Опять переезд! Один ученик в Бельведере по фамилии Фоллон не раз его спрашивал, глупо хихикая, почему это они без конца переезжают. Лоб его сразу же затемнила презрительная складка, потому что ему снова послышалось это глупое хихиканье.
– А что это мы снова переезжаем, можно узнать? – спросил он.
Та же из сестер ответила:
– Дати насти хозяинти гонитти.
Голос самого младшего из братьев, сидевшего дальше всех, у камина, затянул «Часто ночью тихой». Другие по очереди подхватили, и вскоре все они пели хором. Так они будут петь часами, песню за песней, и на один голос, и на несколько, пока не угаснут последние бледные отблески на горизонте и не появятся темные ночные облака. Пока не наступит ночь.

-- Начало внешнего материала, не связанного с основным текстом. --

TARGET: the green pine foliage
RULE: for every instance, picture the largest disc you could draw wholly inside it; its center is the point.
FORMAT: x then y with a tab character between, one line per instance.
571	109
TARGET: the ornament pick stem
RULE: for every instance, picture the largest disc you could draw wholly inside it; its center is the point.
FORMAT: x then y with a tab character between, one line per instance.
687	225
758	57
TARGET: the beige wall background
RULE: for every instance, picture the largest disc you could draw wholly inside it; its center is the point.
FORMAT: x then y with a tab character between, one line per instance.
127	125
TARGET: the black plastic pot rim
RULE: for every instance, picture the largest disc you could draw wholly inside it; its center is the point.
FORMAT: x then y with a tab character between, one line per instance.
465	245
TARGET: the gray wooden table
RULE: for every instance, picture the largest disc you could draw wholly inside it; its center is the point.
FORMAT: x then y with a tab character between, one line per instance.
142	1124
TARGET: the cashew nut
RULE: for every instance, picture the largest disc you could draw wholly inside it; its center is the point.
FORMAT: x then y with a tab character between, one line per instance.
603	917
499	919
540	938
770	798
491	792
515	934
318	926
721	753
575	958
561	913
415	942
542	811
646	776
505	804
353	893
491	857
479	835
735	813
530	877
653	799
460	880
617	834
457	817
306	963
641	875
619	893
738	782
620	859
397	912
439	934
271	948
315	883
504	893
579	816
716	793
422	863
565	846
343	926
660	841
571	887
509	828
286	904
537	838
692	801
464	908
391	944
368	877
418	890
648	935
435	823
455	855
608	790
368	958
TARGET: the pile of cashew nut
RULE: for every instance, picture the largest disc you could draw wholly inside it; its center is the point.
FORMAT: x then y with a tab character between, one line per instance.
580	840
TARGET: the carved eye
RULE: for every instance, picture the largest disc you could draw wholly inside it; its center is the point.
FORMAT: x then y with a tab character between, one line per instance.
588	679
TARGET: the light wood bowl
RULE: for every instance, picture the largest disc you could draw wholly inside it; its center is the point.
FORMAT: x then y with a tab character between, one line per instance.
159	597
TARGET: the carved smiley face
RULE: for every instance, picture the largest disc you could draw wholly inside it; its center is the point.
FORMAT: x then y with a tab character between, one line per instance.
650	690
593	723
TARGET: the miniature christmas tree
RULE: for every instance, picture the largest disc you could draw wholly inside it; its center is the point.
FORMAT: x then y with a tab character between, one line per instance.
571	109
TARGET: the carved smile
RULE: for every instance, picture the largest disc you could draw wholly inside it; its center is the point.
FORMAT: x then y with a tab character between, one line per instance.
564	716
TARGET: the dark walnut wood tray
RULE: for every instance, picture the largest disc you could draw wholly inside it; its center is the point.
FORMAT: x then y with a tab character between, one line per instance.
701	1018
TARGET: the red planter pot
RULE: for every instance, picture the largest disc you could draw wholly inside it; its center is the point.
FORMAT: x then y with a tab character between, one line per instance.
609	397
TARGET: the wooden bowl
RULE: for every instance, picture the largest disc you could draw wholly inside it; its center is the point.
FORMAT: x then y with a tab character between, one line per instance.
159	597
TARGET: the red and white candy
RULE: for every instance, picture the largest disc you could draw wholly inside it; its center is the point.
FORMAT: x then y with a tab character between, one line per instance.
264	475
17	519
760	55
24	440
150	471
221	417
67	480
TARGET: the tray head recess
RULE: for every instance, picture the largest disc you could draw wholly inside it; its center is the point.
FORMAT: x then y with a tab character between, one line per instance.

Он подождал, слушая, несколько минут, а потом присоединился к пению. С чувством душевной боли он вслушивался в нотки усталости, звучавшие в их звонких, чистых, невинных голосах. Они еще не успели пуститься в странствие по жизни – и словно уже устали от дороги.
Он слушал хор голосов в кухне, который бесчисленно отражался и умножался в хорах бесчисленных поколений детей – и во всех отражениях, словно повторяющееся эхо, слышал ноты усталости и страдания. Казалось, все устали от жизни, еще не вступив в нее. И он вспомнил, что Ньюмен слышал эту ноту также в обрывках строк Вергилия, выражавших, подобно голосу самой Природы, те страдания и усталость, но все же и надежду на лучшее, что были уделом ее детей во все времена.
* * *
Он не мог больше ждать.
От паба Байрона до врат Клонтарфской часовни, от врат Клонтарфской часовни до паба Байрона, и опять обратно к часовне, и опять обратно до паба – сначала он шагал медленно, тщательно стараясь ступать в середину, а не на границы плит тротуара, потом начал подгонять ритм шагов к ритму стихов. Вот уже целый час, как отец там скрылся с Дэном Кросби, преподавателем, чтобы расспросить его насчет университета. И целый час он расхаживал взад и вперед в ожидании – но больше он не мог ждать.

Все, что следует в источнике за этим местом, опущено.